G6PDd and SCD are two common genetic conditions in malaria-endemic regions and are associated with protection against malaria [43]. Thus, the substantial degree of G6PDd/SCT co-inheritance should be considered as a public health concern for people of African descent and particularly for pregnant women [44]. In this study, we found a significant number of G6PDd women with sickle status (70/726); consequently, this also occurs the other way round, with sickle status women carrying G6PDd (70/613). Of the infections, the interactive effect between malaria and sickling positivity was observed to be associated with anemia outcomes in G6PDd women (Table 3). This interactive effect may suggest that asymptomatic malaria can influence the anemia outcome in pregnant women with a co-inheritance of G6PDd and SCT. Such a finding has implications for pregnancy follow-up, especially considering the meaningful number of pregnant women that require blood transfusion at delivery in Ghana [45].

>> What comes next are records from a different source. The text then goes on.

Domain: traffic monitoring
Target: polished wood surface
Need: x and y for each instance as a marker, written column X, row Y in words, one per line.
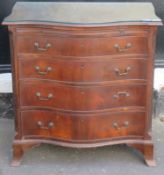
column 83, row 70
column 81, row 128
column 72, row 45
column 82, row 86
column 48, row 94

Misdiagnosis is another potential challenge; there is a possibility of misdiagnosing G6PDd among sickling positive or SCD individuals. G6PD enzyme activity is elevated in reticulocytes, while it decreases as the RBCs age [2,6]. Considering that reticulocytosis is high in SCD [46], individuals with G6PDd/SCD co-inheritance are likely to show higher G6PD activity than those who do not have SCD [47]. In this regard, G6PDd/sickling positive individuals may have enzyme activity within the reference range [48,49]. This can have direct implications for those with the G6PDd/SCD co-occurrence, who are likely to be treated with antimalarial drugs (quinine, primaquine, and SP), which could trigger additional hemolysis with the attendant problems of hyperbilirubinemia and acute hemolytic anemia. This may additionally mask the original diagnoses of other anemias and thus generate false positive results for some of the anemic patients (reviewed by [6]).

Laboratory findings in patients with G6PDd and SCD show that reduced hemoglobin and hematocrit, a high level of reticulocytes, elevated lactate dehydrogenase (LDH), and increased unconjugated bilirubin are associated with increased hemolysis [50]. Monitoring these biomarkers is warranted when providing targeted treatment and management since, for example, high reticulocyte counts are associated with higher mortality in hemodialysis [51]. Thus, to prevent complications in pregnant women with the G6PDd/SCD co-inheritance that frequently presents reduced Hb levels, and particularly during acute hemolytic crises, blood transfusion should be the default immediate treatment [7,15]. Furthermore, considering hemolysis and anemia are risk factors for cerebral vasculopathy [6,51] and enhanced hemolysis in G6PDd patients, the close monitoring of Hb levels in G6PDd/SCD patients, and particularly among pregnant women, is suggested.

Strengths and Limitations

The strength of the present study relies on the large dataset used, from which a convincing and sound conclusion was derived. However, some limitations are acknowledged, such as the lack of molecular genetic studies to identify the alleles associated with G6PDd/SCT co-occurrence that could have been misclassified in some cases of G6PDd, but with very a minor impact according to the large number of samples used in the study and given that it would only occur in cases concurrent with submicroscopic malaria that were undetectable by RDT. Thus, according to recent data [28], cases of submicroscopic malaria in pregnant women do not have large enough changes in hematological parameters for there to be an increase in G6PD activity in submicroscopically infected women that would substantially change the data in our statistical analysis. An additional limitation is our inability to homogenize data to investigate the treatment and pregnancy outcomes of the study population. Furthermore, the use of a cross-sectional study design may not be fully appropriate for studies of cause-and-effect relationships. Despite these limitations, we think that the study provides new insights into the co-occurrence of some common infections with frequent erythrocyte phenotypes among pregnant women in Ghana that can affect disease triggering and its treatment.